O Ibovespa encerrou janeiro de 2026 com valorização de 12,56%, consolidando o melhor resultado para o primeiro mês do ano desde 2006, quando o índice avançou 14,55%. O principal indicador da bolsa brasileira registrou oito registros nominais ao longo do período, chegando a romper brevemente a marca de 186 mil pontos. O dólar, por sua vez, acumulou queda superior a 4% no mês, retornando a patamares não vistos desde maio de 2024.
Registros de fluxo estrangeiro
A forte entrada de capital estrangeiro foi o principal motor por trás da valorização histórica. Até dia 28 de janeiro, os investidores não residentes aportaram R$ 23.062 bilhões na B3, montante que praticamente iguala o total registrado em todo o ano de 2025. Esse movimento reflete uma rotação global de portfólios em busca de diversificação fora dos Estados Unidos, beneficiando mercados emergentes como o Brasil.
“O mês de janeiro de 2026 marca uma inflexão relevante para o mercado brasileiro. Essa combinação de fluxo externo e liquidez reforça a percepção de que o Brasil voltou de forma mais consistente ao radar do investidor global”, afirmou Einar Rivero, CEO da Elos Ayta Consultoria.
O volume financeiro médio diário negociado no mercado à vista atingiu cerca de R$ 22,5 bilhões em janeiro, o maior patamar mensal desde junho de 2023. No último pregão do mês, o índice fechou em nível de queda de 0,97%, para 181.363,90 pontos, em movimento de realização de lucros.

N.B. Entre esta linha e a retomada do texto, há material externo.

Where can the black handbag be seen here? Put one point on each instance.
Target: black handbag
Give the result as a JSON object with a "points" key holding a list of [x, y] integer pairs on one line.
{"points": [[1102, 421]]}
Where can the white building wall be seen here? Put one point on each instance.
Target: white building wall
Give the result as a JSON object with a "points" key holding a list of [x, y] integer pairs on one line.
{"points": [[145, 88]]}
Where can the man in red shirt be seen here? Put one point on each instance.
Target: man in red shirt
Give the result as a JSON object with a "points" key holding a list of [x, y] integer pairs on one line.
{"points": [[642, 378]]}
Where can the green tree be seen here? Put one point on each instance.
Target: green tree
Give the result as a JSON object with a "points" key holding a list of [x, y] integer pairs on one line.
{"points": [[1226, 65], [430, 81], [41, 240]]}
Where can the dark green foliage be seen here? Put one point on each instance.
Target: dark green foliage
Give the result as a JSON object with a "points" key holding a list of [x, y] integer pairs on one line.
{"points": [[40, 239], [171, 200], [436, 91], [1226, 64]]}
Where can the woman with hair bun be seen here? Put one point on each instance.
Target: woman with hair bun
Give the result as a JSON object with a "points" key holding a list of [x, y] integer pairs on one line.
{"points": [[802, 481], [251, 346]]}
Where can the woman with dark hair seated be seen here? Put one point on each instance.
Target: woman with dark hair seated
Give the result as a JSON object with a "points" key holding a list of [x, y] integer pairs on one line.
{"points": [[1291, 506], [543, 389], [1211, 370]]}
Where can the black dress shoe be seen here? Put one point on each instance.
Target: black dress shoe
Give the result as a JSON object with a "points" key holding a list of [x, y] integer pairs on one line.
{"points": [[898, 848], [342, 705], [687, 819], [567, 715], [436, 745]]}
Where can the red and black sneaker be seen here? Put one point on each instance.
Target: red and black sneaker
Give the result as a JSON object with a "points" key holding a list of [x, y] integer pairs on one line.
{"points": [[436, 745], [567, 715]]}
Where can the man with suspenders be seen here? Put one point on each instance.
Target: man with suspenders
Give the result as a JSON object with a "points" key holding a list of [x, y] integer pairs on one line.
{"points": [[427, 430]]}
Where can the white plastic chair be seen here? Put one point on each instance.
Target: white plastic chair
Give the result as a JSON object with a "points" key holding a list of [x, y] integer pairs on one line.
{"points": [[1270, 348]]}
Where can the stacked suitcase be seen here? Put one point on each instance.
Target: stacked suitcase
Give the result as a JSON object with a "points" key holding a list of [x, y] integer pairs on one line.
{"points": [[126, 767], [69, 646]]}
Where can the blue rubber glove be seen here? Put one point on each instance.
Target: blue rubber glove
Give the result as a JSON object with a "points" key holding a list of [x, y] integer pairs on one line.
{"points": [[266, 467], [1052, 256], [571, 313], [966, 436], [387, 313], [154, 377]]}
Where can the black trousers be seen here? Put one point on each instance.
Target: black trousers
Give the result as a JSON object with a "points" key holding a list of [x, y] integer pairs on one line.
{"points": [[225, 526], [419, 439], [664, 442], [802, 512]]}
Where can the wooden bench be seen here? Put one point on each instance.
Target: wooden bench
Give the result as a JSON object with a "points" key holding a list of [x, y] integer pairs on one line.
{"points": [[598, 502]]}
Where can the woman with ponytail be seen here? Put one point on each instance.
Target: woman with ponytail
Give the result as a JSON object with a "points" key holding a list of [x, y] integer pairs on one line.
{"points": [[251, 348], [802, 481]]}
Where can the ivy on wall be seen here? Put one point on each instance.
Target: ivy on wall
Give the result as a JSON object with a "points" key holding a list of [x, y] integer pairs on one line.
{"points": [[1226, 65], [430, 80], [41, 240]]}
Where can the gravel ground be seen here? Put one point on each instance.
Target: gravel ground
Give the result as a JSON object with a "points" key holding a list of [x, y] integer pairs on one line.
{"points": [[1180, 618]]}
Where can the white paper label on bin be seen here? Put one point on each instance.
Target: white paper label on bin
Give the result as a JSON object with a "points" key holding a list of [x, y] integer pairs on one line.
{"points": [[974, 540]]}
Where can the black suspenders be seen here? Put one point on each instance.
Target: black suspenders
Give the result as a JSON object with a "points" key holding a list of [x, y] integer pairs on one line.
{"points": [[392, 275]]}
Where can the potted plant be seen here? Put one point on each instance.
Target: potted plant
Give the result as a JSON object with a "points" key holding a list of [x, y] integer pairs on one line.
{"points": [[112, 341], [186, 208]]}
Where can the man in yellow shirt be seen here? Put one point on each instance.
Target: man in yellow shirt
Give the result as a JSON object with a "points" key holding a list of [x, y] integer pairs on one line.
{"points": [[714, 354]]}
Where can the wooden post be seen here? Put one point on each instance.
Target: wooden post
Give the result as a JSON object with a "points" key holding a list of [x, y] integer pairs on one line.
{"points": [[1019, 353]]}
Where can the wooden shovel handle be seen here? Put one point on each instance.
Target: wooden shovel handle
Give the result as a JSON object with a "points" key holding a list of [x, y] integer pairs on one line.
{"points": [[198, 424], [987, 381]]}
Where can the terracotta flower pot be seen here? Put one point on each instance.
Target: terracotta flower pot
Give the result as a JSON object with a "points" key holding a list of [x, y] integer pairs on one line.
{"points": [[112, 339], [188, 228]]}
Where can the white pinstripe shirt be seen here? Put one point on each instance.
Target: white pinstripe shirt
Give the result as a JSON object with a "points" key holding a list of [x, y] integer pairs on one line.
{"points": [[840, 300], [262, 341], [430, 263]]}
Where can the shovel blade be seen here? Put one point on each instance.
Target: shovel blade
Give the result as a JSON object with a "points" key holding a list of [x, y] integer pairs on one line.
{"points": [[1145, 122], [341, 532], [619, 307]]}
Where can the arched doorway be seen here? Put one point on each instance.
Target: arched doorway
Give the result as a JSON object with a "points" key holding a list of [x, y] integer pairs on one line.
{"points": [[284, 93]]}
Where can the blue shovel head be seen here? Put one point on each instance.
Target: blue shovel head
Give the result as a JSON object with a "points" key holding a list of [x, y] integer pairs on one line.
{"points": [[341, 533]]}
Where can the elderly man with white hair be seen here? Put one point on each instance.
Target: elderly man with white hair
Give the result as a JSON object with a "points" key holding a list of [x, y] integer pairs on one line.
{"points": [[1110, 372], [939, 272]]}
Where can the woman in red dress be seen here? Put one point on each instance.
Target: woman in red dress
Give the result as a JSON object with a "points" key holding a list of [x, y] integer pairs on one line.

Decisões monetárias e indicações ao Fed
O cenário externo também contribuiu para o desempenho positivo. O Federal Reserve manteve os juros americanos inalterados na faixa de 3,50% a 3,75% em sua primeira reunião de 2026, interrompendo um ciclo de três cortes consecutivos realizados em 2025. No Brasil, o Copom também optou pela manutenção da Selic em 15%, mas sinalizou possível início de flexibilização econômica na próxima reunião, em março.
No último dia do mês, o presidente Donald Trump indicou o ex-diretor do Fed Kevin Warsh para substituir Jerome Powell na presidência do banco central americano a partir de maio. A nomeação gerou volatilidade nos mercados, contribuindo para a realização de lucros no preço de sexta-feira.

Dólar recua e alivia a pressão sobre a inflação
O dólar comercial fechou janeiro cotado a R$ 5,24, acumulando queda de 4,39% no mês. A desvalorização da moeda americana também se refletiu no dólar turismo, que passou a ser negociado entre R$ 5,50 e R$ 5,60 nas principais casas de câmbio. Dados do IPCA-15 de janeiro, que registrou alta de apenas 0,20%, reforçaram a percepção de inflação sob controle e alimentaram expectativas de corte de juros no curto prazo.